# Part 2: Analysis of Variance

This section deals mainly with inferential statistic concerning the mean of a distribution. Does the new training program work better than the one currently in use? Are boys really better than girls at mathematics? Although neither question ends with 'on average,' that is what the statistical tests will tell us.

### The *t*-test

This module describes tests of population means when there are one or two groups. The *t*-test is used when we want to test means and we admit ignorance of both the population mean and population variance. The module covers the single-sample *t*, the independent samples *t*, the dependent *t*, the notion of *effect size*, and estimating power of the *t*-test.

There are PowerPoint slides and R code for this module. Also there are voiceover slideshows - one for the varieties of t-test, and the second for effect sizes and power.

### Null Hypothesis Statistical Tests (NHST)

There is a controversy about null hypothesis significance testing in psychology. Is what we do by convention a bad idea? My reading of the literature suggests that NHST is not bad in and of itself, but it is often misunderstood and misapplied, leading to faulty inferences. In this module, we cover some of the common misunderstandings and attempt to rectify them.

PowerPoint slides.

### One-way ANOVA

This is an introduction to one-way ANOVA, analysis of variance with one independent variable. We cover the model or equation that we let stand for the data, some assumptions of the model needed to make the probability calculations work out, and example application using computational formulas. We show the typical F table and ANOVA summary table that you may want to present in your research write-up. Finally, we show how to use SAS to compute power for one-way ANOVA designs. You don't need to know much of anything to use SAS for power calculation, so I still teach it, even though the rest of the course uses R.

PowerPoint file for one-way ANOVA. R code for running one-way ANOVA on the caffeine data.

### Comparing Cell Means: Planned comparisons and post hoc tests

Here you will find planned comparisons (contrasts) among cell means and the Tukey post hoc test. Typically such comparisons take place in experimental designs where differences among particular cells (or combinations of them) are of interest or where all possible comparisons among cells are desired.

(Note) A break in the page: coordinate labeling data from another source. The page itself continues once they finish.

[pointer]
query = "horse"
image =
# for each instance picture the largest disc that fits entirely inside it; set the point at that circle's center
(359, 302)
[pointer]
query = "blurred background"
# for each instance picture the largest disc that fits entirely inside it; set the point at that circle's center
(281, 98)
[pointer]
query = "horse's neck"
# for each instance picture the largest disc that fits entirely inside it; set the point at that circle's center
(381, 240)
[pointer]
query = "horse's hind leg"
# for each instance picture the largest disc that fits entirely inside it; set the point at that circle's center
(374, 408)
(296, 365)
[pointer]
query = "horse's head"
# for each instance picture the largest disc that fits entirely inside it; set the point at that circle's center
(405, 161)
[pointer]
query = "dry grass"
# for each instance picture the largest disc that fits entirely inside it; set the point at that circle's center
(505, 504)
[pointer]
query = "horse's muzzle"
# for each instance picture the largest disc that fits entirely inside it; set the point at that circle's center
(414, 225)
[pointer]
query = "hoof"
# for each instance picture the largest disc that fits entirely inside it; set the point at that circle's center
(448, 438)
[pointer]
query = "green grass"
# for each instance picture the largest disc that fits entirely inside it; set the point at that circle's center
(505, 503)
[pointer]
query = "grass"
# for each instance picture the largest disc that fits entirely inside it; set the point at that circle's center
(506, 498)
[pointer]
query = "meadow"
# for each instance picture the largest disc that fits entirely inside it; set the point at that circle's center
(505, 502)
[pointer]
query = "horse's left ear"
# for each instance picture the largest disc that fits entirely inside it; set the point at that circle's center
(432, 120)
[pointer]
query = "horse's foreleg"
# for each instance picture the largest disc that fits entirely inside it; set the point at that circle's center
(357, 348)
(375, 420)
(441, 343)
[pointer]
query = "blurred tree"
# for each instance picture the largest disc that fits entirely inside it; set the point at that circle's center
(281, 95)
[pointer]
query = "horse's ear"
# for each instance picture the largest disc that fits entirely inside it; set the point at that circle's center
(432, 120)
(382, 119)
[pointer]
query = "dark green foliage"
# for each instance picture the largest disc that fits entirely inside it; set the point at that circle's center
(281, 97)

Powerpoint slides. R code for planned comparisons, and R code for the Tukey Honestly Significant Difference post hoc test.

### Factorial ANOVA

Factorial ANOVA is analysis of variance with more than one independent variable, or factor. In this module, we cover the analysis of independent groups designs (totally *between* designs in which each participant sees only one cell or treatment combination). We briefly discuss problems of missing data and model specification.

PowerPoint slides. Analysis of a two-factor experiment using R. Series of voiceover slideshows for factorial ANOVA: one, two, three, four and five.

### Random-effects and Repeated Measures ANOVA

In psychology, most experiments consider the independent variables to contain all the levels of interest to the experiments (i.e., the variable is considered *fixed*). Sometimes, however, the levels of the independent variable are sampled from a larger population, in which case, the independent variable is considered *random*. For example, if **psychotherapist** is included in a model, it is likely that the therapists in the study are only a sample of those of interest. In such a case, the variable would be considered random. On the other hand, if the researcher is interested in which of two **therapies** is more effective, and those therapies are the only ones of interest, then the variable would be considered fixed. *Repeated measures* designs are more common in psychology. In such designs, the participant provides data for every level of one or more factors. If the design is factorial and the participant provides data for every cell, the design is said to be *within*. If the participant provides data for all levels of only some, but not all, of the factors, then the design is said to be *mixed*. In this module we cover both within and mixed designs.

PowerPoint slides. R code for single factor repeated measures (drugs on reaction time). R code for a mixed design, two factors with one repeated (dial shape and calibration effects on errors in the choice of stove-top controls).